After selecting the chunking mode, the next step is to define the indexing method for structured content.

Setting the Indexing Method

Similar to the search engines use efficient indexing algorithms to match search results most relevant to user queries, the selected indexing method directly impacts the retrieval efficiency of the LLM and the accuracy of its responses to knowledge base content.

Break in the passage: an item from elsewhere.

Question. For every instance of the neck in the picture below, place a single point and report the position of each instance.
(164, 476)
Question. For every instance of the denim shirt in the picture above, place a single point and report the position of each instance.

The knowledge base offers two indexing methods: High-Quality and Economical, each with different retrieval setting options:

Note: The original Q&A mode (Available only in the Community Edition) is now an optional feature under the High-Quality Indexing Method.

High Quality

In High-Quality Mode, the Embedding model converts text chunks into numerical vectors, enabling efficient compression and storage of large volumes of textual information. This allows for more precise matching between user queries and text.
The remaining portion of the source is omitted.